In the morning I woke up before her. She’d slipped out of my arms and onto her back and I looked at her closely. She just seemed ... ridiculously young, sleeping naked like this on the bed. I mean, obviously she was younger than me, I knew that, but I was starting to get afraid that was going to turn out to be 18 or something. It wasn’t that it was such a huge difference - I had just turned 25 - but at that age 7 years felt like it could be an insurmountable obstacle.
Then again, who was I kidding? I mean, regardless of whether she was 18 or 20 or whatever, there were much bigger differences here. I couldn’t think of her as slow or intellectually impaired any more, not after our math conversation last night — hell, she was brilliant. In math at least. A savant, even, perhaps. But obviously there was something off about her, intellectually, emotionally, socially; I couldn’t ignore that. And yet, here I was feeling almost like I was falling in love. That was why I was worried about her age, of course. I’d feel like a fool falling in love with an 18-year-old. Math genius or not.
Well, whatever. I looked at her chest, rising and falling softly. Those underdeveloped breasts again, even less prominent as she lay on her back, almost just swellings. Her slightly rounded belly. Except for the thick bush she almost looked like a young teenager. Was I sick to be attracted to her?

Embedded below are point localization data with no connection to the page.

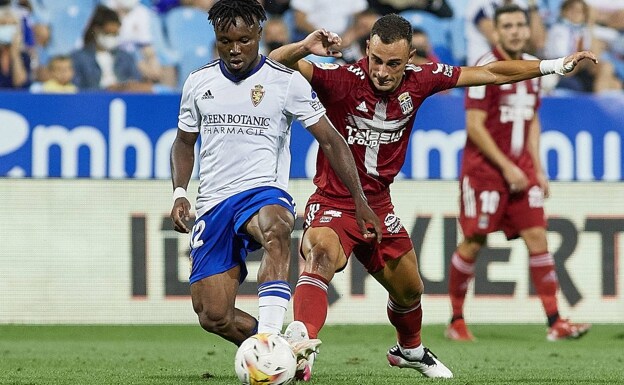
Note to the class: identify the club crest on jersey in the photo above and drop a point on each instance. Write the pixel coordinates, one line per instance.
(405, 101)
(257, 93)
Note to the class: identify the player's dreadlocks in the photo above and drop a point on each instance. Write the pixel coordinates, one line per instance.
(223, 13)
(391, 28)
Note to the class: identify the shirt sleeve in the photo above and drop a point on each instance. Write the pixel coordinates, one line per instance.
(188, 117)
(331, 82)
(478, 97)
(302, 102)
(436, 77)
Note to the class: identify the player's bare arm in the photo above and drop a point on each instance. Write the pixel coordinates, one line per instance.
(182, 161)
(479, 135)
(535, 131)
(511, 71)
(319, 42)
(341, 159)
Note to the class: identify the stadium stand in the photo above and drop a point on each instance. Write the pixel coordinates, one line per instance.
(67, 20)
(192, 37)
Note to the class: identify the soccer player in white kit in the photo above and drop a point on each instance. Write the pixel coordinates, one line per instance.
(242, 105)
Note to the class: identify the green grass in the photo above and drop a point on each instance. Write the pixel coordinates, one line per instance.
(504, 354)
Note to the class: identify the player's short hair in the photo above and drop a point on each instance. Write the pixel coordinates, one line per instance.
(509, 8)
(391, 28)
(223, 13)
(569, 3)
(101, 16)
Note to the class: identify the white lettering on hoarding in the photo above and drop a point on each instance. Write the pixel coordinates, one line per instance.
(447, 145)
(121, 138)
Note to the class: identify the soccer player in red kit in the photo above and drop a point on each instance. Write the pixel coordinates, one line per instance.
(373, 104)
(502, 182)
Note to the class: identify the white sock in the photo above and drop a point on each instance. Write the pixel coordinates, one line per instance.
(273, 298)
(413, 354)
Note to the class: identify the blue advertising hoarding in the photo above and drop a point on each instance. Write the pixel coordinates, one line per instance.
(129, 136)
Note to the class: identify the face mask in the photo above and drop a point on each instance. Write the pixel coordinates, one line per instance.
(7, 32)
(108, 42)
(127, 4)
(271, 45)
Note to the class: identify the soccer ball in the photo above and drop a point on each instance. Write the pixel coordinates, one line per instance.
(265, 359)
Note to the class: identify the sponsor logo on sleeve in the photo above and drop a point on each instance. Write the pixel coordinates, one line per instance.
(257, 94)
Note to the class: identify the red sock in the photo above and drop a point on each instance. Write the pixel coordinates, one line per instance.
(544, 277)
(462, 271)
(310, 302)
(407, 322)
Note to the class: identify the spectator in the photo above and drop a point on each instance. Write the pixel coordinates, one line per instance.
(135, 37)
(439, 8)
(480, 36)
(61, 71)
(610, 70)
(569, 34)
(14, 61)
(275, 34)
(100, 64)
(164, 6)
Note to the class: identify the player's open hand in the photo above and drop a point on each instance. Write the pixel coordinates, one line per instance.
(571, 61)
(180, 214)
(323, 43)
(368, 222)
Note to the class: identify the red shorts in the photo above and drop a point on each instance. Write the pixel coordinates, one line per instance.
(486, 210)
(339, 215)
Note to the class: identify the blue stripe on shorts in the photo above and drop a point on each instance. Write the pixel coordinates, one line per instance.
(218, 239)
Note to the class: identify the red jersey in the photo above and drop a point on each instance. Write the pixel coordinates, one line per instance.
(510, 109)
(376, 125)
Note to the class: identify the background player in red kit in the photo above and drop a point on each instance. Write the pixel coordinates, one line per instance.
(373, 104)
(502, 182)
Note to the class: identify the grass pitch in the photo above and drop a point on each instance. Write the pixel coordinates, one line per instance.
(503, 354)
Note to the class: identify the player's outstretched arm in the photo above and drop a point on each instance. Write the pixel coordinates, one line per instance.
(182, 161)
(341, 159)
(320, 42)
(510, 71)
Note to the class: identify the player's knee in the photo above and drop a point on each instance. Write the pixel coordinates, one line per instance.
(215, 323)
(411, 295)
(324, 259)
(535, 239)
(470, 247)
(277, 235)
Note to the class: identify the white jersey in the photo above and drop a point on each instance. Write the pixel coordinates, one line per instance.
(244, 126)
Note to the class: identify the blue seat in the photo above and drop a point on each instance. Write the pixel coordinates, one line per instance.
(437, 29)
(190, 35)
(166, 55)
(67, 24)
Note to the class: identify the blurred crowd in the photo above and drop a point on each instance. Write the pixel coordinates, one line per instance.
(66, 46)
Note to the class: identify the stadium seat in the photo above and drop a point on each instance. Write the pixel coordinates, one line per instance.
(67, 21)
(191, 35)
(457, 32)
(166, 55)
(437, 29)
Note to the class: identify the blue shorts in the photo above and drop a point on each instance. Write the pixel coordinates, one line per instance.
(219, 241)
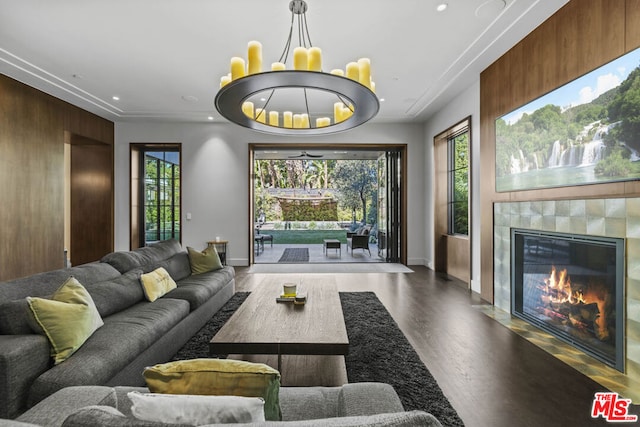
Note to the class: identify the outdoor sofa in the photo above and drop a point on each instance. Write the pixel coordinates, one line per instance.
(136, 332)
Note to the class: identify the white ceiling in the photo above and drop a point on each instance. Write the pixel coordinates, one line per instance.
(164, 58)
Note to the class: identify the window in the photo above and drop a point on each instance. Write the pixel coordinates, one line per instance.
(155, 193)
(458, 182)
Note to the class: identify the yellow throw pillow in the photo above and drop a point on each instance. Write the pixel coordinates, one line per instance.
(218, 377)
(68, 319)
(202, 262)
(157, 283)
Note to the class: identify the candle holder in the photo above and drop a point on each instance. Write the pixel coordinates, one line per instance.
(306, 96)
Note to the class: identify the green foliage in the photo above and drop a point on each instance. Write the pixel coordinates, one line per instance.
(529, 141)
(302, 236)
(357, 183)
(614, 165)
(460, 191)
(625, 108)
(308, 209)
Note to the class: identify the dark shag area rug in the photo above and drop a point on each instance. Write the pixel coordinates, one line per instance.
(378, 351)
(295, 255)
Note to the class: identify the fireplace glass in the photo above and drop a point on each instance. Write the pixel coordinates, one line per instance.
(572, 286)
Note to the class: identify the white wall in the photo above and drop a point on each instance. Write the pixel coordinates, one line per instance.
(466, 104)
(216, 175)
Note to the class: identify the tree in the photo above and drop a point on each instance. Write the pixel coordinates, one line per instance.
(356, 181)
(626, 109)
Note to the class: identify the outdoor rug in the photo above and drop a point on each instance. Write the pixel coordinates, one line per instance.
(378, 351)
(295, 255)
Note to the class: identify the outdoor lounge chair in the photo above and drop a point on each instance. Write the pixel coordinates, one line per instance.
(358, 240)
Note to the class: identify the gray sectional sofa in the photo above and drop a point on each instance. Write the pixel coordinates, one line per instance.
(359, 404)
(136, 333)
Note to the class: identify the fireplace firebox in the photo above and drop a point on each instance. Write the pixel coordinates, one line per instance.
(571, 286)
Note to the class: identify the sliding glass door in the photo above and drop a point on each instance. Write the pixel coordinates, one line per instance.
(390, 232)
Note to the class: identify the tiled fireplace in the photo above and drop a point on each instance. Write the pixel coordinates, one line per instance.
(601, 218)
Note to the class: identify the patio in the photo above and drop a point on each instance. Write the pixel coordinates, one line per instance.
(271, 255)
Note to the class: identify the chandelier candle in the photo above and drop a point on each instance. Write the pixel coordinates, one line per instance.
(299, 89)
(274, 118)
(237, 68)
(254, 54)
(287, 117)
(314, 59)
(300, 59)
(364, 72)
(353, 71)
(247, 109)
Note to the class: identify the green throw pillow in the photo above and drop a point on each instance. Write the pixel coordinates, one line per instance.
(202, 262)
(157, 283)
(68, 318)
(218, 377)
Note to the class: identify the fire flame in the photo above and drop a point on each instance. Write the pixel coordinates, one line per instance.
(558, 290)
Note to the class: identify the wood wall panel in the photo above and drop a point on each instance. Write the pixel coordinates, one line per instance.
(32, 126)
(580, 37)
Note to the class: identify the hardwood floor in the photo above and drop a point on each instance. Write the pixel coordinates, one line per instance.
(491, 375)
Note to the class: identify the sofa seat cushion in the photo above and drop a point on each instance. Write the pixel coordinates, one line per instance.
(117, 343)
(114, 295)
(106, 416)
(124, 261)
(198, 289)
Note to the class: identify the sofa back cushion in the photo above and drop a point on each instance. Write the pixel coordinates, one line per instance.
(114, 295)
(177, 266)
(14, 310)
(145, 257)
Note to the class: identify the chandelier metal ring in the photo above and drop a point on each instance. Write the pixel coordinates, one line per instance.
(229, 99)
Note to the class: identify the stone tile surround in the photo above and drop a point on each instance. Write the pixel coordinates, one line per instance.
(619, 217)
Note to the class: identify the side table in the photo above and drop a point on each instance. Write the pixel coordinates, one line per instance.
(221, 248)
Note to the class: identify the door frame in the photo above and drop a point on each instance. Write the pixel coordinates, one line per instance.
(402, 148)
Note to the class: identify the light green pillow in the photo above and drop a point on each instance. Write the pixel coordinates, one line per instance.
(68, 318)
(202, 262)
(218, 377)
(157, 283)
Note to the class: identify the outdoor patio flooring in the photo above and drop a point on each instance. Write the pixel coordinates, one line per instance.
(271, 255)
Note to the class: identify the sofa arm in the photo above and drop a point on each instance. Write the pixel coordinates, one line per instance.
(368, 399)
(53, 410)
(22, 359)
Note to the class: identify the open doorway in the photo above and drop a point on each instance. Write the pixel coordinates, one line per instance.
(326, 203)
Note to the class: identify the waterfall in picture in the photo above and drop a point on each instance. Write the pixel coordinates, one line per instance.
(556, 154)
(593, 152)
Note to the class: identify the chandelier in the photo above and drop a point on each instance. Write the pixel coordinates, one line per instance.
(299, 99)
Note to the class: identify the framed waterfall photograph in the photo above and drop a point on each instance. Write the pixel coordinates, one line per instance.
(584, 132)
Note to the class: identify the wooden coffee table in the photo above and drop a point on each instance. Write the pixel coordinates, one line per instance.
(314, 333)
(332, 244)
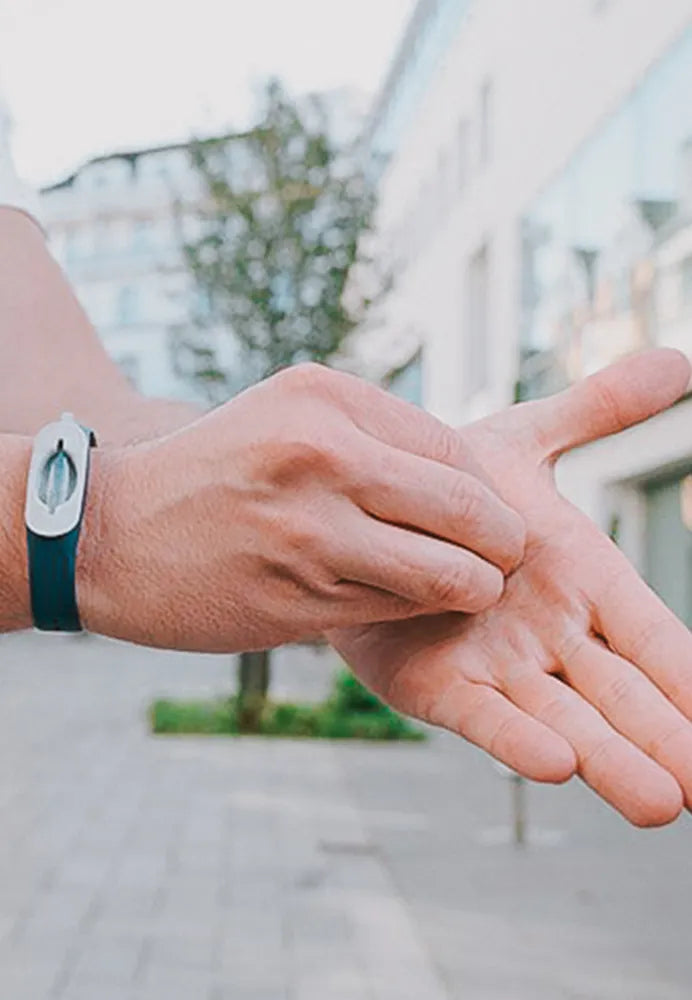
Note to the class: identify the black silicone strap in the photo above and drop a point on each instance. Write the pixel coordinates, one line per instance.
(52, 564)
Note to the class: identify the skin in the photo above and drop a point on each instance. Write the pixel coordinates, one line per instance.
(573, 610)
(580, 668)
(295, 508)
(289, 510)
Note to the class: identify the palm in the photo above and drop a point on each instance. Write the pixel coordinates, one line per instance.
(579, 667)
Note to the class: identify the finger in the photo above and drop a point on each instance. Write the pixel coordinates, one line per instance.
(415, 666)
(611, 400)
(415, 492)
(637, 624)
(486, 718)
(426, 571)
(622, 774)
(634, 706)
(400, 424)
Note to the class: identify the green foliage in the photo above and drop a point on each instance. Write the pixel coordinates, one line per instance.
(281, 246)
(350, 695)
(350, 713)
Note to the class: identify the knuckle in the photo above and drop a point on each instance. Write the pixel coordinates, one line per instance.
(450, 585)
(307, 455)
(465, 498)
(447, 445)
(660, 746)
(618, 692)
(606, 403)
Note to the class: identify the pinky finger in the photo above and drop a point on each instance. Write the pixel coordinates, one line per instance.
(488, 719)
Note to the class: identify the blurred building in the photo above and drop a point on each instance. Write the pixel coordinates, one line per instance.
(117, 226)
(535, 171)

I thought again about my sister. We’d played doctor when we were young, like all siblings do, maybe even a little more than usual. We were close in age and emotionally. But when we began to sprout hair and she was getting boobs and stuff we’d tapered off. She hadn’t been particularly shy and I’d seen her nude or partially nude a few times over the years after that, like the time she changed into her swimsuit in front of me. The image of her breasts and genitalia from that and similar occasions was burned into my memory and I’d masturbated countless times to it over the years. Surely that was sicker than being attracted to Klára, so I should be happy to be replacing one weird attraction with another? Was it my fault that Klára’s immature breasts kind of reminded me of my sister’s? Certainly the rest of her was different. I thought briefly about the somewhat sparse tuft of hair that had topped my sister’s vulva the last time I’d caught a real glimpse of it, when we were in high school. There was no comparison whatsoever with Klára’s thick bush. I wondered idly if my sister got as wet as Klára, and whether she masturbated the same way; then scolded myself for even thinking of such a thing.